On 2024-05-20 15:54, Ralph Corderoy wrote:
Doug wrote:
I commend attention to the LangSec movement,
which advocates for
rigorously enforced separation between legal and illegal inputs.
https://langsec.org
‘The Language-theoretic approach (LangSec) regards the Internet
insecurity epidemic as a consequence of ‘ad hoc’ programming of
input handling at all layers of network stacks, and in other kinds
of software stacks. LangSec posits that the only path to
trustworthy software that takes untrusted inputs is treating all
valid or expected inputs as a formal language, and the respective
input-handling routines as a ‘recognizer’ for that language.
. . .
‘LangSec helps draw the boundary between protocols
and API designs
that can and cannot be secured and implemented securely, and charts
a way to building truly trustworthy protocols and systems.
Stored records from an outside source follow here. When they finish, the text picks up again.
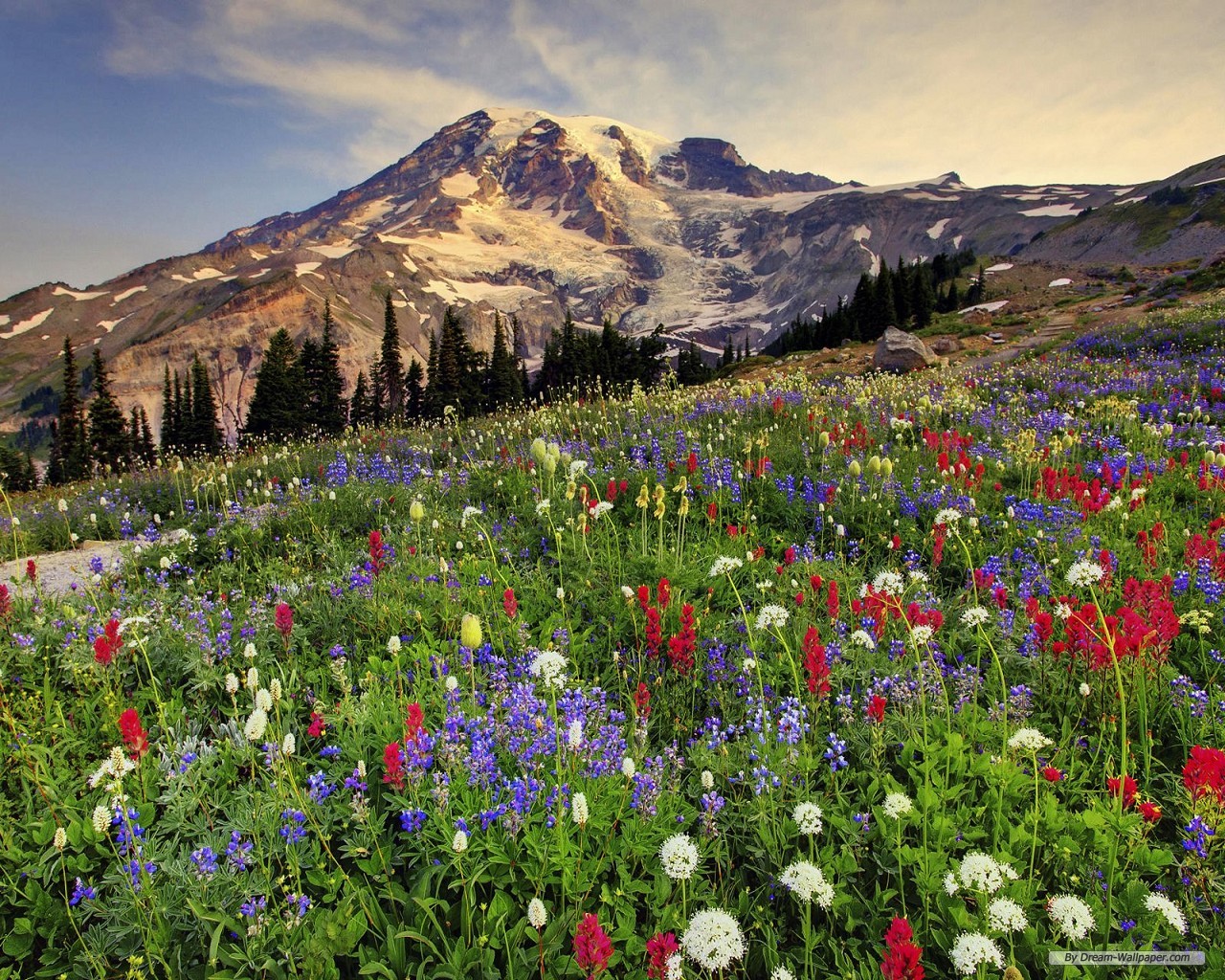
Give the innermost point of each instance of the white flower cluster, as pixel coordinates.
(972, 949)
(679, 858)
(550, 668)
(1085, 573)
(808, 883)
(897, 805)
(713, 940)
(772, 615)
(1029, 740)
(724, 565)
(1071, 915)
(808, 818)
A longer
summary of LangSec in this USENIX Security BoF hand-out, and in the
talks, articles, and papers below.’
Yes, it's an interesting concept. Those *n?x tools that have
lex/yacc frontends are probably closer to this than the average
hack.
It may become hard to reconcile this with the robustness principle
(Be conservative in what you send, be liberal in what you accept)
that Jon Postel popularized. Maybe it becomes necessary, though.
--
Åke Nordin <ake.nordin(a)netia.se>, resident Net/Lunix/telecom geek.